Discover & Learn
An Insiders Look into Ishimori
One of the ligatures most commonly chosen by American saxophonists is the Woodstone/Ishimori. However, Ishimori is more than just a company that makes exceptional ligatures; this multi-faceted company has a rich tradition of bringing world-class craftsmanship to everything it produces and repairs. This article will briefly outline the history of the company and the products and services it provides, along with information gathered in an interview with the current owner.
In 1951, Zenkichi Ishimori opened the Ishimori Wind Instrument Repair Shop in the Shin-Okubo district of Tokyo. The shop was primarily focused on repair using their own hand-made products and tools. Shortly after the shop opened, Zenkichi became ill, and his son, Minoru Ishimori, took over the company at the age of 17. At this time, the company began collaborating with international musicians, such as Stan Getz, Zoot Sims, Sonny Rollins, and Jerry Mulligan on repair techniques used throughout the world. Under Minoru’s guidance, the company began repairing and reselling used musical instruments, a practice that was not as common as it is today.

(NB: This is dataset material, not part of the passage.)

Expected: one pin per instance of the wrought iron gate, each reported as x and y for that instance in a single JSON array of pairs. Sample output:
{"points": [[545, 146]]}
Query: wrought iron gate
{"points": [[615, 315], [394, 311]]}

By 1968, the company was able to do all repairs and overhauls in-house, and also began selling fully adjusted new instruments.
A new building was built to accommodate the increased instrument sales and ever growing repair shop. The new shop also included a basement performance space and private studios for lessons. At this time, Ishimori began to gather data about existing ligatures, and developed many ligature prototypes. Many saxophonists tested these prototypes and gave feedback to Ishimori. In an interview with the author, the owner said that Ishimori went through at least one hundred prototypes to create the design of their current ligature. (The photo on the right displays a few of these prototypes.) After the final development of the ligature, the other product lines that they created began to expand dramatically.
Currently the Woodstone brand includes many types of ligatures for saxophone and clarinet, reeds, thumb hooks, thumb rests, neck screws, mouthpieces, reed cases, instrument care supplies, and their very own alto and tenor saxophones, to name a few! Any saxophone and clarinet accessories that a musician might need for their instrument, this company is able to produce at the highest level. In addition to selling their own products, Woodstone offers many top brands of major music retailers, including Selmer, Yanagisawa, Yamaha, Harrison, Vandoren, D’Addario, Breathtaking, and many more!
It is common for some people to refer to the company as Ishimori and for others to call it Woodstone. Both are actually correct! The company’s name “Ishimori” is written in Japanese as: 石森. These kanji mean stone, 石, and woods/forest, 森, which is why the company is why the company’s original products are referred to as “Woodstone.”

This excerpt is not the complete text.